The 8th-Century bronze preaching Buddha statue called Avalokitesvara from Prasat Hin Khao Bat II in Buri Ram. It is currently in a permanent collection at the Metropolitan Art Museum in New York. Photo courtesy of MET
There are also 18 Buddha statues and sculptures that are currently in permanent collections at leading museums, including New York’s Metropolitan Art Museum, the Asian Art Museum and Norton Simon Museum in Pasadena, California.
“One of masterpieces includes an eighth-century bronze preaching Buddha statue called Avalokitesvara from Prasat Hin Khao Bat II in Buri Ram. It is currently in a permanent collection at the Metropolitan Art Museum in New York,” archaeologist Tanongsak Hanwong, a member of the ad hoc committee, told The Nation.
There are also 14 artefacts currently in the possession of the Honolulu Museum of Art in Hawaii. These items include a prehistoric bell made of bronze and Buddha statues from the Dvaravati and Ayutthaya eras.
The US Department of Homeland Security has called for cooperation with Thailand to verify 69 other artefacts, all from the prehistoric age and believed to originate from Thailand, which are currently stored in museums in the United States.
There are also 13 prehistoric artefacts, including Baan Chiang pottery, owned by American collector Katherine Ayers-Mannix, who intends to return her collection to the Thai government.
Meanwhile, the Foreign Ministry is in the process of verifying 10 more artefacts currently in the possession of the Norton Simon Museum in California.
Thailand has successfully called for the repatriation of heritage from the US in past decades.
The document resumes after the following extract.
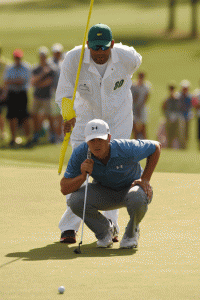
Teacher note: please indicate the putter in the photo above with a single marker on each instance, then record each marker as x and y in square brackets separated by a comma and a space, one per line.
[78, 250]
In 2014, the US government returned more than 500 artefacts looted from Ban Chiang, originating from the prehistoric period, which were in possession of the Bowers Museum in Santa Anna, California.
That was the most significant return of ancient treasures since the Art Institute of Chicago returned the Narai stone lintel in 1988.
Meanwhile, Thailand also returned cultural heritage to neighbouring counties. In 2015, Thailand repatriated 16 Cambodian artefacts recovered from smugglers in 1999. In 2009, Thailand repatriated seven other sculptures from the same 1999 seizure.